マスターベッドルームのバスルームのシンク化粧板剥がれ
バスルームの洗面所に貼られた化粧板が蒸気で剥がれかかっている

シャワーヘッドの水漏れ
シャワーヘッドの根元のゴムが劣化して水が少し漏れている

キッチンのシンク下
キッチンのシンク下にカビが生え、化粧板が剥がれている

……正直なところ、ほぼ全部、納得のいかない指摘でした。日本人のロジックを持ち出す意味がないことは百も承知でこちらの言い分を書き出してみます。

マスターベッドルームの床材の浮き
部屋の構造上の問題。ドアを閉めていても隙間があり、バスルームから部屋に蒸気が流れ込むようになっていた。その部屋が蒸気に弱いフローリングであったのが問題。もう一つのシャワールームはドアの外が石であり、そちらは問題が起きていない。

マスターベッドルームのバスルームのシンク化粧板剥がれ
上記と同様に構造上の問題。蒸気が発生するバスルームに木の化粧板を貼ったら当然劣化する。もう一つのシャワールームは入居時にすでに剥がれており、ガムテープが貼られてるだけだった。(入居時に指摘済み。)

シャワーヘッドの水漏れ
20年近く交換していなかったゴムの経年劣化。というか、入居時から漏れていたが、使用に支障がなかったのでそのままにしていた。入居時の指摘漏れが悔やまれる。

キッチンのシンク下
使用していなかったが、湿気がこもりやすいので時々覗いて状態を確認していたが、特に問題はないと思っていた場所。しかし実はオーナーが置いていった人工石の板が化粧板の上に置いてあり、その人工石の板と化粧板の間にカビが発生していたことがチェック時に判明した。(私はその人工石の板が張り付いているものだと思っていた。)

理不尽と思う指摘に激しい苛立ちを覚えつつ、一体いくら請求されるんだという不安を抱え、退去日を待つことになりました。

ただ、キッチンのシンク下のカビだけは見苦しかったので、約1週間、ほぼ毎日夫と交代で可能な限りのカビ取りを試みました。後は防水ペンキ塗ればきれいじゃん、というくらいにキレイになりましたが、大家さんには響かなかったようです。無駄な労力だったのでしょうか。


引き渡し日当日

いよいよ退去日、引渡し当日です。この日は午前中に引き渡しをして、午後に空港に移動、夕方シンガポールを離れることになっていました。

前日までも可能な限りの掃除をしていましたが、朝も限られた時間で徹底掃除。2日前に船便は搬出済みでしたが、処分してもいい掃除道具はよけてあったのです。夜に使ったバスルームの掃除とか、洗濯機の漂白とか、その他目につくところをきれいにしました。

そして掃除の後には、使いかけの洗剤や掃除用具はもちろん汗だくで汚れた服も捨ててしまい、さっぱり気持ちよく引き渡しを迎えました。

なお、業者によるクリーニングは私たちの退去後にしてもらうことになっていました。

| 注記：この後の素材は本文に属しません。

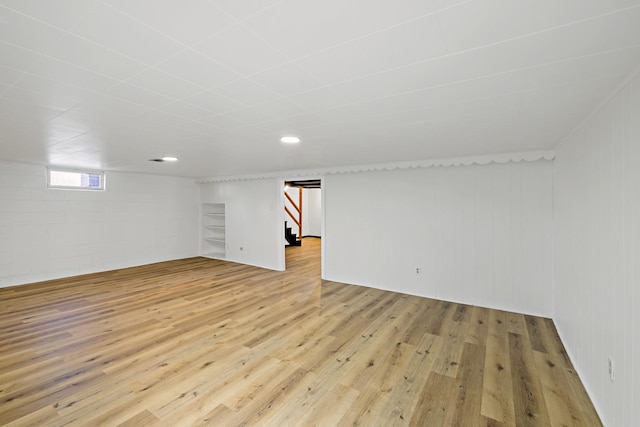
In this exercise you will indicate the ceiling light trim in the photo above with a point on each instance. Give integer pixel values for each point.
(530, 156)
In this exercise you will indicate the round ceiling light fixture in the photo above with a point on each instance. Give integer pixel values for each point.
(290, 139)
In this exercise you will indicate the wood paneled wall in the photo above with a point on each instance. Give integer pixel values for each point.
(480, 234)
(597, 253)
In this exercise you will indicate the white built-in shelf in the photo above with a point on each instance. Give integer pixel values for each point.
(213, 237)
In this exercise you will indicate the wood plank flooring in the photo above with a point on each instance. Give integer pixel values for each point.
(199, 341)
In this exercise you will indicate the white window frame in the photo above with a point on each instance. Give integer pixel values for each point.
(101, 173)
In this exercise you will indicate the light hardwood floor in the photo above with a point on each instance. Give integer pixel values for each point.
(201, 341)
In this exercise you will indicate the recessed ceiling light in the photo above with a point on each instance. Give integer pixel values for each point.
(290, 139)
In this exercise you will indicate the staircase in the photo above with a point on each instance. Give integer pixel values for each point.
(290, 237)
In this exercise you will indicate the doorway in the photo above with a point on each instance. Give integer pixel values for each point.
(303, 214)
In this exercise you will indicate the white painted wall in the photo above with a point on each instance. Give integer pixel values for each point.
(254, 220)
(46, 234)
(480, 234)
(597, 260)
(312, 212)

私たちの入居時もそうだったのですが、次の借り手が見つかった時、その入居前に掃除してもらった方が気持ちいいだろうというお互いの判断です。

ただ、内見時に汚いと申し訳ないので、退去前に可能な限り丁寧な掃除をしたのは、私たちなりの誠意でした。

さて、退去ですが、借り手側(私たち側)のエージェントも登場しました。退去なので、彼にはなんら金銭的メリットはありません。来なくてもいいものだと思っていたので、来てくれたことは素直に感謝しました。

前述の事前チェックで指摘された内容については、大家サイドから私たちサイドのエージェントにも話がいっていました。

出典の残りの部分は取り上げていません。